Paulo Jorge Ribeiro, em seu artigo Cidade de Deus na zona de contato: alguns impasses da crítica cultural contemporânea (2003), volta- se para a crítica da falta de mediações ou contextualizações que funcionaria, para ele, como uma celebração da estética da violência. Ele segue a vertente do estudo da recepção e condena a estigmatização social que o filme teria promovido na população que vive na Cidade de Deus.

Este trabalho pretende deixar de lado tudo o que se refere ao filme e voltar-se exclusivamente ao romance, não porque as relações entre o texto do romance e a sua representação fílmica não suscitem reflexões interessantes, mas para restringir o âmbito da pesquisa a um mestrado. Investigar como as categorias da narrativa trabalhadas pelo autor podem determinar a literariedade ou não do romance, pareceu-nos suficiente para este tipo de trabalho acadêmico.

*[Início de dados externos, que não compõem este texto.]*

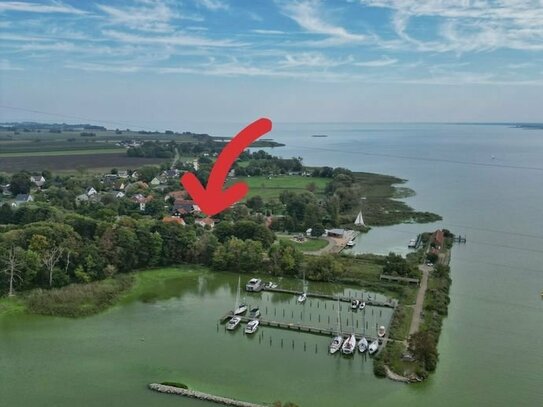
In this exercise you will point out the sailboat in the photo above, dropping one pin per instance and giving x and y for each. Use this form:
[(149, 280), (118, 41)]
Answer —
[(362, 345), (374, 346), (336, 343), (239, 308), (359, 221), (303, 296), (349, 345)]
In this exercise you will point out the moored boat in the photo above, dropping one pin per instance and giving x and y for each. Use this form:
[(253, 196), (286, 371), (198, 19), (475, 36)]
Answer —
[(362, 345), (381, 332), (336, 343), (374, 346), (233, 323), (254, 312), (349, 345), (252, 326)]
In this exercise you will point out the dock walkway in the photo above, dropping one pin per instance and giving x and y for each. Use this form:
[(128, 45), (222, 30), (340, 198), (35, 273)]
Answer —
[(374, 303)]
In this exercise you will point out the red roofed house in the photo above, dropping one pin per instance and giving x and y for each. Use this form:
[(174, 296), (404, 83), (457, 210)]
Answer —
[(438, 238), (174, 219), (205, 222)]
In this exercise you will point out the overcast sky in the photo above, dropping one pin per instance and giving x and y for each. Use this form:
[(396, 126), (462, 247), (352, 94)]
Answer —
[(167, 64)]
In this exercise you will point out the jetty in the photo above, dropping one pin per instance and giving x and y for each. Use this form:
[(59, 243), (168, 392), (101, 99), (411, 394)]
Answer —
[(161, 388), (374, 303), (294, 326)]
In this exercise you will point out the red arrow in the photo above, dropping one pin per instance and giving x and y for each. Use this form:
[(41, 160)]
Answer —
[(213, 199)]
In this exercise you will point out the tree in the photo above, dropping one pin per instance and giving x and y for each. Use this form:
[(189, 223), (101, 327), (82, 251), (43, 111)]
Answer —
[(20, 183), (50, 258), (11, 266)]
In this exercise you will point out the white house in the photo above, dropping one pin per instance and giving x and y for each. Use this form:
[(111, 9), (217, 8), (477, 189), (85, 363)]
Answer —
[(37, 180), (91, 191)]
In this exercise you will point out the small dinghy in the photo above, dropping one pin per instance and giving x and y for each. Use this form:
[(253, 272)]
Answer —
[(362, 345), (349, 345), (233, 323), (252, 326), (374, 346)]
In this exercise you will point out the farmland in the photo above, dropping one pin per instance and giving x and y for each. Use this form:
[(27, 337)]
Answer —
[(72, 162)]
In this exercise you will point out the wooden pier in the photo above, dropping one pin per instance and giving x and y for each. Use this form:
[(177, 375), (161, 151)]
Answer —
[(374, 303), (293, 326)]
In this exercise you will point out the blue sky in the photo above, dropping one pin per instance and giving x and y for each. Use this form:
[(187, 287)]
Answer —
[(158, 63)]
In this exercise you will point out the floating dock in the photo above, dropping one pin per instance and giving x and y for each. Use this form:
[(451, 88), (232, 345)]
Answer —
[(374, 303), (293, 326)]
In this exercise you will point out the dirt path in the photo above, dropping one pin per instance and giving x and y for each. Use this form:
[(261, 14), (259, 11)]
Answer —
[(417, 310)]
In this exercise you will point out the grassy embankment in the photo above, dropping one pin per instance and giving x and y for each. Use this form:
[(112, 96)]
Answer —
[(81, 300), (308, 245)]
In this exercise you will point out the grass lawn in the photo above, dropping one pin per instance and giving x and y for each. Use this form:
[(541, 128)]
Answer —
[(309, 245), (272, 188), (64, 152)]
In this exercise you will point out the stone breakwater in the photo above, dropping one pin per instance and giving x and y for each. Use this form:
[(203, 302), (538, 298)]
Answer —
[(201, 396)]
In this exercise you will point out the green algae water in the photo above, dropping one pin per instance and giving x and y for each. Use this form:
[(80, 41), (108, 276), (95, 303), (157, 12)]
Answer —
[(490, 351)]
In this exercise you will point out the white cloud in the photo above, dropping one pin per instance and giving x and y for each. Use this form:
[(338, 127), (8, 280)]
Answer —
[(6, 65), (307, 59), (385, 61), (213, 5), (53, 7), (468, 25), (307, 15), (176, 39)]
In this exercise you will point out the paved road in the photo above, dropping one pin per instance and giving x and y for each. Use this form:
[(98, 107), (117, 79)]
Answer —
[(417, 310)]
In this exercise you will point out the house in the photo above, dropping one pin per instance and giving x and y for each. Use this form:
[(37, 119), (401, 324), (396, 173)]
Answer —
[(174, 219), (185, 206), (21, 199), (205, 222), (173, 173), (4, 188), (91, 191), (176, 195), (38, 180), (336, 232), (438, 238), (142, 200)]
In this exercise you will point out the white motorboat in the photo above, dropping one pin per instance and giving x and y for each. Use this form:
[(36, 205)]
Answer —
[(233, 323), (362, 345), (381, 332), (349, 345), (374, 346), (239, 308), (252, 326), (337, 341), (303, 296), (254, 312)]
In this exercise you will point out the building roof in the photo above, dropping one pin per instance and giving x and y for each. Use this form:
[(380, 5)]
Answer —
[(173, 219)]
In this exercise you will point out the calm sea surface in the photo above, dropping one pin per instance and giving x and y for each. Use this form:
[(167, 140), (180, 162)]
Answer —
[(487, 183)]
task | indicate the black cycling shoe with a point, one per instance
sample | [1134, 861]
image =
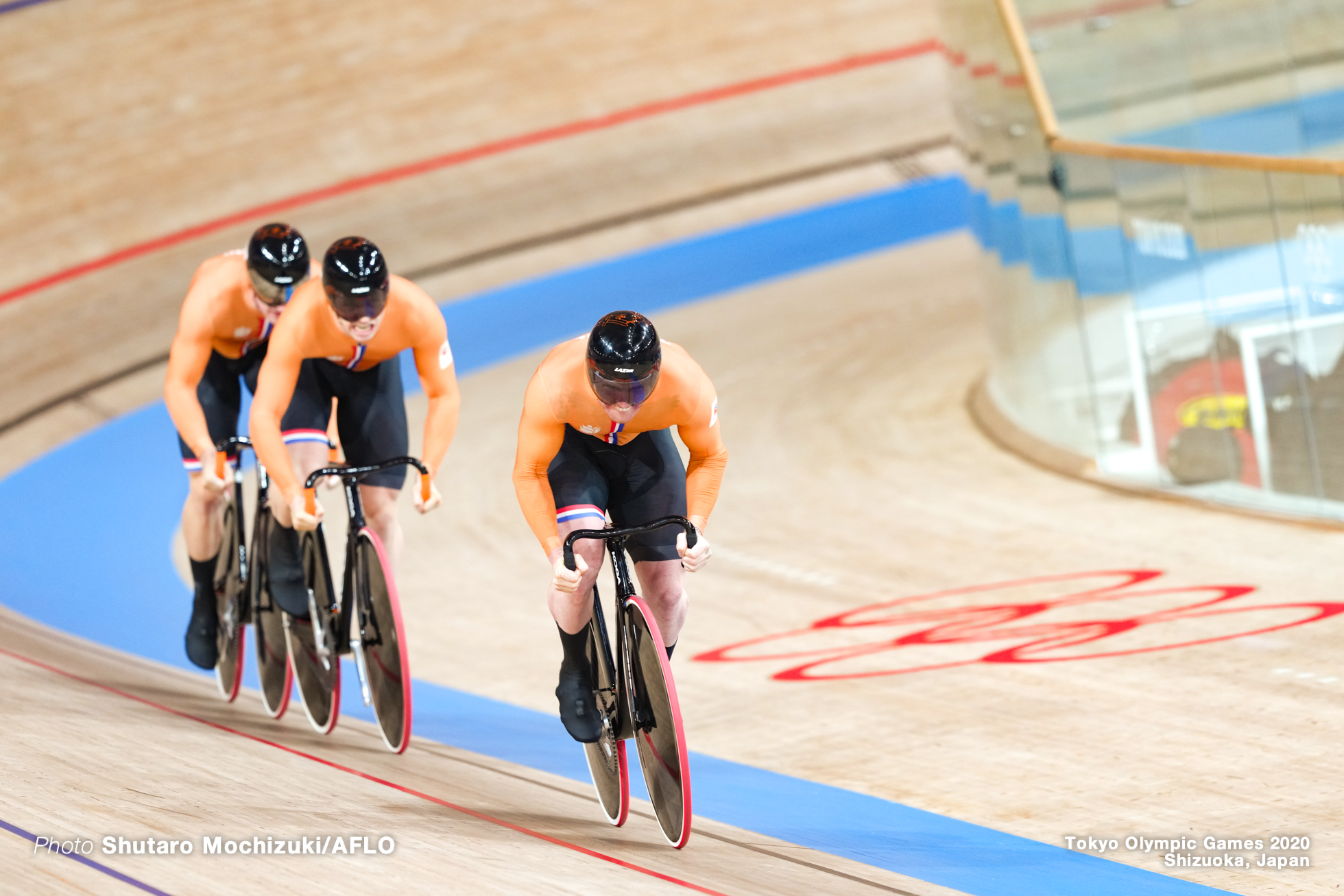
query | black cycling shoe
[285, 572]
[203, 629]
[578, 707]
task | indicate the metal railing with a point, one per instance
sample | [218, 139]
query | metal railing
[1173, 312]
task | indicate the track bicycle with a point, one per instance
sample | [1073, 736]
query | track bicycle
[232, 575]
[636, 697]
[239, 570]
[369, 602]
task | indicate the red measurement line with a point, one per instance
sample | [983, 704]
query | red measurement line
[368, 777]
[494, 148]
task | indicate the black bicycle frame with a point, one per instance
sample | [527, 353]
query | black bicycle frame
[241, 442]
[638, 714]
[355, 577]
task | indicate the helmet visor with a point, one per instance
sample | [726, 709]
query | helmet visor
[277, 292]
[612, 387]
[359, 302]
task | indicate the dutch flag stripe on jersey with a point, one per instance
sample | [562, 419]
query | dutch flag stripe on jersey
[578, 512]
[304, 435]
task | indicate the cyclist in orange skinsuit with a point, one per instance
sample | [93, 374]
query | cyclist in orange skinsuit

Dentre todos esses trabalhos optamos por aproveitar inicialmente em nossa proposta de pesquisa os estudos de Vilma Arêas, Tailze Melo Ferreira, João Cezar de Castro Rocha, Cléa Corrêa de Mello e Roberto Schwarz. Isso devido ao modo como eles visualizam a configuração interna do texto, valorizando-o em seu aspecto estético e em sua originalidade. É a partir da contribuição desses autores que partimos em busca das respostas às perguntas aqui colocadas.